世界初、常温量子コンピュータが実用化!絶対零度の温度は必要ありません。メインコアには実際に「ダイヤモンドがセットされています」

世界初、常温量子コンピュータが実用化!絶対零度の温度は必要ありません。メインコアには実際に「ダイヤモンドがセットされています」

量子コンピューティングは、おそらく現在最もエキサイティングな(そして話題になっている)研究分野の 1 つです。 この点に関して、ドイツとオーストラリアのスタートアップ企業であるQuantum Brillianceが最近大きな成果を上げました。 世界初、ダイヤモンドをベースにした常温量子コンピュータが、遠く離れたオセアニアに設置されました。

  

世界初の商用室温量子コンピュータ

簡単に言えば、Quantum Brilliance の量子コンピュータには絶対零度や複雑なレーザー システムは必要ありません。 では、なぜ室温は話題になる価値があるのでしょうか?

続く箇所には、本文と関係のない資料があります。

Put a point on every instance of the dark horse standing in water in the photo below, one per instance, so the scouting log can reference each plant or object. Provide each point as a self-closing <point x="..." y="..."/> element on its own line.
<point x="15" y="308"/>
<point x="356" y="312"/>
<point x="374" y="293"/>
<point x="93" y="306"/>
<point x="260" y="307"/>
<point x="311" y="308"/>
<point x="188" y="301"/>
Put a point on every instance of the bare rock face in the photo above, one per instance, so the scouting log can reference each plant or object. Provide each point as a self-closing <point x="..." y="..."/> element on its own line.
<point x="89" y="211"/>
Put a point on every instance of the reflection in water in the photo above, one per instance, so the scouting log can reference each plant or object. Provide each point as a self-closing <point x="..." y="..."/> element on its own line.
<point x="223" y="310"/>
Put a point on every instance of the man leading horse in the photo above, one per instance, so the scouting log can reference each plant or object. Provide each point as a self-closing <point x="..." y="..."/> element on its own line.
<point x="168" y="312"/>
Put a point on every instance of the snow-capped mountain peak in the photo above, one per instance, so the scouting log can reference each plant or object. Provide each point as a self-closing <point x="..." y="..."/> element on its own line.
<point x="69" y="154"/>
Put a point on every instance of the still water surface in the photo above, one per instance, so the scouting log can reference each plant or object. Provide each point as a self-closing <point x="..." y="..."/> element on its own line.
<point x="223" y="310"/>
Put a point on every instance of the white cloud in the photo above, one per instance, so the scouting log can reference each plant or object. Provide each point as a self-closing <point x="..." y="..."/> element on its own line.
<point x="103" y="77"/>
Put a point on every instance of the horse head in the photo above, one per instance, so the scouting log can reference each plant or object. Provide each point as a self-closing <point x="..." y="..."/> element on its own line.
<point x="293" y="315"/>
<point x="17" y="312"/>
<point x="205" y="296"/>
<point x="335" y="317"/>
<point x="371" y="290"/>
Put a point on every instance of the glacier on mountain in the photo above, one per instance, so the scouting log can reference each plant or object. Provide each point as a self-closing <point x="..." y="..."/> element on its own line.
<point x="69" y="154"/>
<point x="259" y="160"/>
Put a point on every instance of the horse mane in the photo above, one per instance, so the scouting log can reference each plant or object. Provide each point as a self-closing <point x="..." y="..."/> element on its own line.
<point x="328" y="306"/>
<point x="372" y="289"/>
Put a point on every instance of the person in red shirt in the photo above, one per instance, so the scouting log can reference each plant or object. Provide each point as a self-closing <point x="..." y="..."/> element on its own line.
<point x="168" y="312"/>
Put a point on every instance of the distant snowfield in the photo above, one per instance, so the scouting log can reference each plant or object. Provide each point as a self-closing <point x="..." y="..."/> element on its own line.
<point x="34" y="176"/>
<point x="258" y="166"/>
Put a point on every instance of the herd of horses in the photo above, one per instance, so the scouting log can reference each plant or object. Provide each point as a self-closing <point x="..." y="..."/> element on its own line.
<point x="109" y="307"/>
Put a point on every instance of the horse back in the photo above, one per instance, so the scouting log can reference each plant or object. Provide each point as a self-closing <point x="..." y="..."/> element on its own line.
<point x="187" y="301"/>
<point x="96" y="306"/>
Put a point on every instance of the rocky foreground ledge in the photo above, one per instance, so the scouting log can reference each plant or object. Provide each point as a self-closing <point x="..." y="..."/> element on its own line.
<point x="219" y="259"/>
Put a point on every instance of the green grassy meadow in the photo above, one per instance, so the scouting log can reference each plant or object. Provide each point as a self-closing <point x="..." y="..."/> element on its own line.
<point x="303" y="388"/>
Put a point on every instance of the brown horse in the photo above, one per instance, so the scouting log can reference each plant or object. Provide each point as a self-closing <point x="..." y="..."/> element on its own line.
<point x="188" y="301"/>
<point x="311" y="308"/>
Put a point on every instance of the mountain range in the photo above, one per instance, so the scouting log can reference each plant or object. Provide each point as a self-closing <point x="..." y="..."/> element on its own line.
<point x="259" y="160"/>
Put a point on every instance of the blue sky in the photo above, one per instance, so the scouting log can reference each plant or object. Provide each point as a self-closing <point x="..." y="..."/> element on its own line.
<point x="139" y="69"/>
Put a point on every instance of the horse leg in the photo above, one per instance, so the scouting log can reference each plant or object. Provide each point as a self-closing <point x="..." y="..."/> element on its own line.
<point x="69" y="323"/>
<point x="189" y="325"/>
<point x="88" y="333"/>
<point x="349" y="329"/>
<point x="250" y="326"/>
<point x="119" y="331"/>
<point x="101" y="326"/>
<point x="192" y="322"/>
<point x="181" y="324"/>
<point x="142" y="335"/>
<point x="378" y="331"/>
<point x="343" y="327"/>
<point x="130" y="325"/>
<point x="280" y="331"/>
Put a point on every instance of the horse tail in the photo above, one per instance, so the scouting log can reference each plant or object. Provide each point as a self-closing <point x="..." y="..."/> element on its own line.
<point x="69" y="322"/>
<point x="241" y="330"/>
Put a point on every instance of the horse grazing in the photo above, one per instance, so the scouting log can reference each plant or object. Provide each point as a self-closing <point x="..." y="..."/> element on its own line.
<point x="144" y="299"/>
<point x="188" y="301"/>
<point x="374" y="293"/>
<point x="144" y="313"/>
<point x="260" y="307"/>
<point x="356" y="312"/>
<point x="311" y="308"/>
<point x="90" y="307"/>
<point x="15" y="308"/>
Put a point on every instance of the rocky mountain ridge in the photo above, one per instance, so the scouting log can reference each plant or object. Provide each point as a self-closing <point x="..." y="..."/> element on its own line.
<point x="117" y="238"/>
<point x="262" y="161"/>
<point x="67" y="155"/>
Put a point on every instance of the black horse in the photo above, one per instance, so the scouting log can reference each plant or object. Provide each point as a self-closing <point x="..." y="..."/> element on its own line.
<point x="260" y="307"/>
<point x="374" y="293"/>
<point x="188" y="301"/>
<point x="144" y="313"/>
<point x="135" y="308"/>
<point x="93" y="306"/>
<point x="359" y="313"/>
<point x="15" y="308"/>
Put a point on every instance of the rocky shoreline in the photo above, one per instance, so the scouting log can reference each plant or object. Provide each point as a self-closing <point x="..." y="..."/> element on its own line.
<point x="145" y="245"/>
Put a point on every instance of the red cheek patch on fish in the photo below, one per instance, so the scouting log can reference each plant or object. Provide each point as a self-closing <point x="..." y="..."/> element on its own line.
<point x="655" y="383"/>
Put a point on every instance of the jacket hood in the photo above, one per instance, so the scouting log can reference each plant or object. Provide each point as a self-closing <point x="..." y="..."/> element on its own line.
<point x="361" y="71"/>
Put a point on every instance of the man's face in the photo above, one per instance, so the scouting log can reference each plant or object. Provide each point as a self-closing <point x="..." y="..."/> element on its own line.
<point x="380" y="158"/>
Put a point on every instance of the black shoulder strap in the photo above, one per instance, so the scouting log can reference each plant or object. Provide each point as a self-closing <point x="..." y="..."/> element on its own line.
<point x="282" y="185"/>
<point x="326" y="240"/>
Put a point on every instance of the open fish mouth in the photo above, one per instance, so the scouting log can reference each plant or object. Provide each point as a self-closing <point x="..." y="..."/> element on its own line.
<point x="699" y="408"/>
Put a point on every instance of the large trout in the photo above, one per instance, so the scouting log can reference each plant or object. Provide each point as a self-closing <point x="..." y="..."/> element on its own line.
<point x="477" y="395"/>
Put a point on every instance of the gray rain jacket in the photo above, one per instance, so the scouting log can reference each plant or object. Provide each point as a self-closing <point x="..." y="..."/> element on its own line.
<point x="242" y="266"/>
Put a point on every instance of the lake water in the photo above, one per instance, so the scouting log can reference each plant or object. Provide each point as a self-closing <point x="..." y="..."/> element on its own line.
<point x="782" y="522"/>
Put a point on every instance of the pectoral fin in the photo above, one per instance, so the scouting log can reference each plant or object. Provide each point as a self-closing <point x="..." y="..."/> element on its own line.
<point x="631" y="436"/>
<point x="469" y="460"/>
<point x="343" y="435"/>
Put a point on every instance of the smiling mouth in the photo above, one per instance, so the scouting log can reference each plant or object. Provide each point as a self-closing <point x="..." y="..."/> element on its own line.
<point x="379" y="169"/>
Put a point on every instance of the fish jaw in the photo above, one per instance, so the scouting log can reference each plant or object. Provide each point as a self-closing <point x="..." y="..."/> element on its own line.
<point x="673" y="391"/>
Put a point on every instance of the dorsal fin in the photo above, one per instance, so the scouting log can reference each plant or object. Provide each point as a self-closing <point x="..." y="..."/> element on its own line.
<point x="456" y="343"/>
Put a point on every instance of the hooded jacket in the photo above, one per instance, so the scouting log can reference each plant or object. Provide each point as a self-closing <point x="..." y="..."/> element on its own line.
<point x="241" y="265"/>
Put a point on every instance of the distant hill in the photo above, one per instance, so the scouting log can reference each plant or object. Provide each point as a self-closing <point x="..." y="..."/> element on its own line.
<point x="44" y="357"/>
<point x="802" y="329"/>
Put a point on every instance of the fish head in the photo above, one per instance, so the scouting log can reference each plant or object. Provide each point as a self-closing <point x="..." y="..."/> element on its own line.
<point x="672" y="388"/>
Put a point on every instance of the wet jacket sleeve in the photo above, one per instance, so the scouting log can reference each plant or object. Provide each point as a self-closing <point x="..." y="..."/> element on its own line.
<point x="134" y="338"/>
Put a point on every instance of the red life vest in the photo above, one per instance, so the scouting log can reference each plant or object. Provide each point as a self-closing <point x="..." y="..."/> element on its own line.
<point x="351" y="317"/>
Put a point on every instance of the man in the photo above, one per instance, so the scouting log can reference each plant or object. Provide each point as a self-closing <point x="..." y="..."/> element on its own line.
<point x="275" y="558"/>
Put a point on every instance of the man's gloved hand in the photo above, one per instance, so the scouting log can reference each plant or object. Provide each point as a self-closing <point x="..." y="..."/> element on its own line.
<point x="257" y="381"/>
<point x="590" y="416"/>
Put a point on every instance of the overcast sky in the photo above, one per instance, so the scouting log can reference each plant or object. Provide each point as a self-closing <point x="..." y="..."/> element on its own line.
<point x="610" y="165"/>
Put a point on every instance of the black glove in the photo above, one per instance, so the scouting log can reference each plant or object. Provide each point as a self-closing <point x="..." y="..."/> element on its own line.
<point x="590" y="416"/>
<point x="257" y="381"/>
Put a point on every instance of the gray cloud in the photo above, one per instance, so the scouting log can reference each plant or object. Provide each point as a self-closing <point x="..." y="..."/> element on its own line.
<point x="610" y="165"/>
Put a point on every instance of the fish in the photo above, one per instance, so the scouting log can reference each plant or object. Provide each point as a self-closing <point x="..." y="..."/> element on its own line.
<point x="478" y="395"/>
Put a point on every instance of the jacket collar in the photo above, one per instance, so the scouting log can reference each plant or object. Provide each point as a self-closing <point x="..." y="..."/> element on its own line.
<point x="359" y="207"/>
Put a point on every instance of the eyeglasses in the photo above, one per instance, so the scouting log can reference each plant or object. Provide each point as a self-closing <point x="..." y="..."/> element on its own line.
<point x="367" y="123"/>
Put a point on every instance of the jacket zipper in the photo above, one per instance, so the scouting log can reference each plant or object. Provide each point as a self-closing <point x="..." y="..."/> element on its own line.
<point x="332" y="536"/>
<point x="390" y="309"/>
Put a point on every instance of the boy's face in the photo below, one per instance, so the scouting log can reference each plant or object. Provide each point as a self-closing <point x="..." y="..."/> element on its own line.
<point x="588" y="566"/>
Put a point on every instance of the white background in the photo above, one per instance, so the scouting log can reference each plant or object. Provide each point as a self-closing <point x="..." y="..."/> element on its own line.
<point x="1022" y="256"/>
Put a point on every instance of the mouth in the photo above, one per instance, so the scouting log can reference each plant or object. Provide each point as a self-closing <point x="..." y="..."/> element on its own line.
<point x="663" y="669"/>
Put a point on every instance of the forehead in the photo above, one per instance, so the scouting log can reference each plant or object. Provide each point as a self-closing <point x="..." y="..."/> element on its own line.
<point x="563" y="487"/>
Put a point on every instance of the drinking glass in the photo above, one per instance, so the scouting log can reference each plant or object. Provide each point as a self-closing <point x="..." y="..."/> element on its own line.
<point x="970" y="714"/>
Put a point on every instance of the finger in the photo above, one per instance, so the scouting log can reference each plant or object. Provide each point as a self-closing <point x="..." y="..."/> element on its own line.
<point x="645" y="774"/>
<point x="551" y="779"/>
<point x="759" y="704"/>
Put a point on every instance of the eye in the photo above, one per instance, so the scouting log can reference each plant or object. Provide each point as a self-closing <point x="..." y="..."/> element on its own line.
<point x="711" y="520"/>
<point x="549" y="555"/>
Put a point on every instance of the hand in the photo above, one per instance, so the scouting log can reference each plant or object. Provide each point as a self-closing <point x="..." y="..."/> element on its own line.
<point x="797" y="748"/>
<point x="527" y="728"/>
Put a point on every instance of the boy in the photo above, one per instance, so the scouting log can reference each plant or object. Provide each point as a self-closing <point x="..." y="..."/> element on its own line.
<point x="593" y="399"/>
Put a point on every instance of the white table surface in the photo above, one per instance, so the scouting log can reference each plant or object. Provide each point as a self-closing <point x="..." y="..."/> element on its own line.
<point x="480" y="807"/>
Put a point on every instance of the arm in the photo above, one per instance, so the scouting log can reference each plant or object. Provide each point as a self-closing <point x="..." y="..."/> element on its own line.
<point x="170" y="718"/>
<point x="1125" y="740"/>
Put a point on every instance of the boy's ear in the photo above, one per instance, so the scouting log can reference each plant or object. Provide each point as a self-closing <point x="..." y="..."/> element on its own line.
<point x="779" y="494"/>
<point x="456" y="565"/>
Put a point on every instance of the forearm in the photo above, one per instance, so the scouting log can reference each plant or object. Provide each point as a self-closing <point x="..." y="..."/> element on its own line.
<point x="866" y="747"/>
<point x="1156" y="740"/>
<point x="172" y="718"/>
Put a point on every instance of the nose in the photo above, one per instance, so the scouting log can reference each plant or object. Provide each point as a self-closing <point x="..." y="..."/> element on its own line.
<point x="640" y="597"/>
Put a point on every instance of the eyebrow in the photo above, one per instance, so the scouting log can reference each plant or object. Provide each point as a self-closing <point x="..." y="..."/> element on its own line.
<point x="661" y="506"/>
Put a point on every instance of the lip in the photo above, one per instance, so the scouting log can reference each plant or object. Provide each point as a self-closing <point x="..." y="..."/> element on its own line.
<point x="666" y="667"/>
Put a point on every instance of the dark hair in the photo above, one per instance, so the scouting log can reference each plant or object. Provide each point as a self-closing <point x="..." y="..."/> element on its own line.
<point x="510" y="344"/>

量子コンピューティング システムの基本的な考え方は、量子ビットが単なる「1」または「0」の状態ではなく、「重ね合わせ」と呼ばれるいくつかの組み合わせの状態になる可能性があるというものです。 これは、2 つの量子ビットが「01」、「10」、「11」、「00」の重ね合わせ状態になる可能性があり、それによってより多くの状態とデータを表現できることを意味します。

しかし問題は、これらのシステムが依然として環境に対して非常に敏感であり、量子ビットは特定の重ね合わせ状態を「コヒーレンス時間」と呼ばれる非常に限られた時間しか維持できないことです。コヒーレンス時間が制限されている場合、量子ビットによって実行される計算にエラーが発生します。

従来の量子コンピュータでは、量子コヒーレンスを確保するために特別な冷却方法が必要ですが、室温量子コンピュータではこのステップを省略できます。 量子コヒーレンス、つまり粒子が波のように振る舞う性質(波動特性)は、すべての量子効果の基礎となります。

 

それで、Pawsey はどのようにして量子コンピューターの室温での動作を実現したのでしょうか?

ここで、Quantum Brilliance が使用する独自の量子コンピューティング方式について説明します。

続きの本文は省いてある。